Remove duplicated fasta sequence (bash of biopython method)

问题

Hello I have a fasta file such as :

>sequence1_CP [seq  virus]
MQCKSGTNNVFTAIKYTTNNNIIYKSENNDNIIFTKNIFNVVTTKDAFIFSKNRGIMNL
DITKKFDYHEHRPKLCVFKIINTQYVNSPEKMIDAWPTMDIVALITE

>sequence2 [virus]
MQCKSGTNNVFTAIKYTTNNNIIYKSENNDNIIFTKNIFNVVTTKDAFIFSKNRGIMNL
DITKKFDYHEHRPKLCVFKIINTQYVNSPEKMIDAWPTMDIVALITE

>sequence3
MQCKSGTNNVFTAIKYTTNNNIIYKSENNDNIIFTKNIFNVVTTKDAFIFSKNRGIMNL
DITKKFDYHEHRPKLCVFKIINTQYVNSPEKMIDAWPTMDIVALITE

>sequence4_CP hypothetical protein [another virus]
MLRHSCVMPQQKLKKRFFFLRRLRKILRYFFTCNFLNLFFINREYNIENITLSYLKKERIPVWKTSDMSN
IVRKWWMFHRKTQLEDNIEIKKDIQLYHFFYNGLFIKTNYPYVYHIDKKKKYDFNDMKVIYLPAIHMHSK

>sequence5 hypothetical protein [another virus]
MLRHSCVMPQQKLKKRFFFLRRLRKILRYFFTCNFLNLFFINREYNIENITLSYLKKERIPVWKTSDMSN
IVRKWWMFHRKTQLEDNIEIKKDIQLYHFFYNGLFIKTNYPYVYHIDKKKKYDFNDMKVIYLPAIHMHSK

>sequence6 |hypothetical protein[virus]
MQCKSGTNNVFTAIKYTTNNNIIYKSENNDNIIFTKNIFNVVTTKDAFIFSKNRGIMNLD
ITKKFDYHEHRPKLCVFKIINTQYVNSPEKMIDAWPTMDIVALITE

>sequence7 |hypothetical protein[virus]
MQCKSGTNNVFTAIKYTTNNNIIYKSENNDNIIFTKNIFNVVTTKDAFIFSKNRGIMNLD
ITKKFDYHEHRPKLCVFKIINTQYVNSPEKMIDAWPTMDIVALITE

And in this file I would like to remove duplicated sequence and get :

>sequence1_CP [seq  virus]
MQCKSGTNNVFTAIKYTTNNNIIYKSENNDNIIFTKNIFNVVTTKDAFIFSKNRGIMNL
DITKKFDYHEHRPKLCVFKIINTQYVNSPEKMIDAWPTMDIVALITE

>sequence4_CP hypothetical protein [another virus]
MLRHSCVMPQQKLKKRFFFLRRLRKILRYFFTCNFLNLFFINREYNIENITLSYLKKERIPVWKTSDMSN
IVRKWWMFHRKTQLEDNIEIKKDIQLYHFFYNGLFIKTNYPYVYHIDKKKKYDFNDMKVIYLPAIHMHSK

>sequence6 |hypothetical protein[virus]
MQCKSGTNNVFTAIKYTTNNNIIYKSENNDNIIFTKNIFNVVTTKDAFIFSKNRGIMNLD
ITKKFDYHEHRPKLCVFKIINTQYVNSPEKMIDAWPTMDIVALITE

Here as you can see the containt after the > name for sequence1_CP, sequence2 and sequence3 is the same, then I want only to keep on of the 3. But if one of the 3 sequences have a _CP in its name, then I want to keep this one especially. If there is none _CP in any of them it does not mater wich one I keep.

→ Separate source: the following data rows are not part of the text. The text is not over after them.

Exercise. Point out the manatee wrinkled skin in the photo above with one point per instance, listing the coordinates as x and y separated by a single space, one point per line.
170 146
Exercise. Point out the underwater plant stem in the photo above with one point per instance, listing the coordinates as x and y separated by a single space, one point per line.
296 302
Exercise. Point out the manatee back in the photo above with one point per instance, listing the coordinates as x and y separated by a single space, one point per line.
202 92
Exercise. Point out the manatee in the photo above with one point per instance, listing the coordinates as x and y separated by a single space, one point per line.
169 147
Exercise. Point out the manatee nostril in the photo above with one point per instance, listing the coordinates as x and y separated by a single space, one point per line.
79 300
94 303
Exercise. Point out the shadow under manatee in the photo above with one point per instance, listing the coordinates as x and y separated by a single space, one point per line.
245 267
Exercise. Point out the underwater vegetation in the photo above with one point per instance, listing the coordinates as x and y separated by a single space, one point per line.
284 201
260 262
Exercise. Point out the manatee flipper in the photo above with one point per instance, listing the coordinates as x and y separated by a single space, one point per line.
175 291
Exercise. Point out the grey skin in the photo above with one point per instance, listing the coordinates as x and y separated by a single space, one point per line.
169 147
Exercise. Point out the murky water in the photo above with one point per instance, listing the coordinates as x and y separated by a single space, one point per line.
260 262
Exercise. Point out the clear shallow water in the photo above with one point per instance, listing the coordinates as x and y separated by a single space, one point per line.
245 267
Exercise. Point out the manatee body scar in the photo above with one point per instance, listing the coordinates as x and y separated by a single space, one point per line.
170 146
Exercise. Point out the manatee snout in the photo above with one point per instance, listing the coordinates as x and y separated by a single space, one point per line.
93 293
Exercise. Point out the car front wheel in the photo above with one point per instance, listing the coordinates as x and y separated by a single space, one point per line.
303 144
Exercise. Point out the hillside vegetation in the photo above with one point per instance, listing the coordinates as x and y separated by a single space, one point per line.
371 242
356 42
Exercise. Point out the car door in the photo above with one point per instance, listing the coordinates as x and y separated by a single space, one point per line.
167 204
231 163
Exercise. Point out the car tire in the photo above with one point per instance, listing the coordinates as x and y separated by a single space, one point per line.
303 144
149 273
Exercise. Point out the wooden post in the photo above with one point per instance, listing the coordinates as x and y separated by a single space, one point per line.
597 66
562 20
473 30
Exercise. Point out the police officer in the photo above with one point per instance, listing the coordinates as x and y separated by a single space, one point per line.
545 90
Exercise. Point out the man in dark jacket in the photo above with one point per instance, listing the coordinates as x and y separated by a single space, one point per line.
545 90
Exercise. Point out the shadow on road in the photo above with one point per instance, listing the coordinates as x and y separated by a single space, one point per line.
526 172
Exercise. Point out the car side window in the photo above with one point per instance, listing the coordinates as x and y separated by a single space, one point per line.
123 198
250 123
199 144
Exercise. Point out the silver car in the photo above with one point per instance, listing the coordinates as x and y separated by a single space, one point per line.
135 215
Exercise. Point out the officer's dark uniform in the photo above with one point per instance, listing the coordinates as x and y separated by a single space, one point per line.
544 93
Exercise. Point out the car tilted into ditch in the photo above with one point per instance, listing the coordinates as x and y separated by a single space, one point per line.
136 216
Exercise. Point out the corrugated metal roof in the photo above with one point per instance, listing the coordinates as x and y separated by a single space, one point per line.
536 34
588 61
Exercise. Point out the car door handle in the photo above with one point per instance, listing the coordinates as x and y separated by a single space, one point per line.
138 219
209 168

So for the first duplicates between Sequence1_CP, Sequence2 and Sequence3 I keep sequence1_CP
For the second duplicates between sequence4_CP and sequence5 I keep sequence4_CP
And for the third duplicates between sequence6 and sequence7 I keep the first one sequence6

Does someone have an idea using biopython or a bash method ? Thanks a lot

回答1:

In a fasta file, identical sequences are not necessarily split at the same position. So it is paramount to merge the sequences before comparing. Furthermore, sequences can have upper case or lower case, but are in the end case insensitive:

The following awk will do exactly that:

$ awk 'BEGIN{RS="";ORS="\n\n"; FS="\n"}
       {seq="";for(i=2;i<=NF;++i) seq=seq toupper($i)}
       !(seq in a){print; a[seq]}' file.fasta

There exists actually a version of awk which has been upgraded to process fasta files:

$ bioawk -c fastx '!(seq in a){print; a[seq]}' file.fasta

Note: BioAwk is based on Brian Kernighan's awk which is documented in "The AWK Programming Language", by Al Aho, Brian Kernighan, and Peter Weinberger (Addison-Wesley, 1988, ISBN 0-201-07981-X) . I'm not sure if this version is compatible with POSIX.

回答2:

You could use this awk one-liner:

$ awk 'BEGIN{FS="\n";RS=""}{if(!seen[$2,$3]++)print}' file

Output:

>sequence1_CP [seq  virus]
MQCKSGTNNVFTAIKYTTNNNIIYKSENNDNIIFTKNIFNVVTTKDAFIFSKNRGIMNL
DITKKFDYHEHRPKLCVFKIINTQYVNSPEKMIDAWPTMDIVALITE
>sequence4_CP hypothetical protein [another virus]
MLRHSCVMPQQKLKKRFFFLRRLRKILRYFFTCNFLNLFFINREYNIENITLSYLKKERIPVWKTSDMSN
IVRKWWMFHRKTQLEDNIEIKKDIQLYHFFYNGLFIKTNYPYVYHIDKKKKYDFNDMKVIYLPAIHMHSK
>sequence6 |hypothetical protein[virus]
MQCKSGTNNVFTAIKYTTNNNIIYKSENNDNIIFTKNIFNVVTTKDAFIFSKNRGIMNLD
ITKKFDYHEHRPKLCVFKIINTQYVNSPEKMIDAWPTMDIVALITE

Above relies on observation that the sequences are in order where the _CPs come before others like in the sample. If this is not in fact the case, use the following. It stores the first instance of each sequence which is overwritten if a _CP sequence is found:

$ awk 'BEGIN{FS="\n";RS=""}{if(!($2,$3) in seen||$1~/^[^ ]+_CP /)seen[$2,$3]=$0}END{for(i in seen)print (++j>1?ORS:"") seen[i]}' file

Or in pretty-print:

$ awk '
BEGIN {
    FS="\n"
    RS=""
}
{
    if(!($2,$3) in seen||$1~/^[^ ]+_CP /)
        seen[$2,$3]=$0
}
END {
    for(i in seen)
        print (++j>1?ORS:"") seen[i]
}' file

The output order is awk default ie. appears random.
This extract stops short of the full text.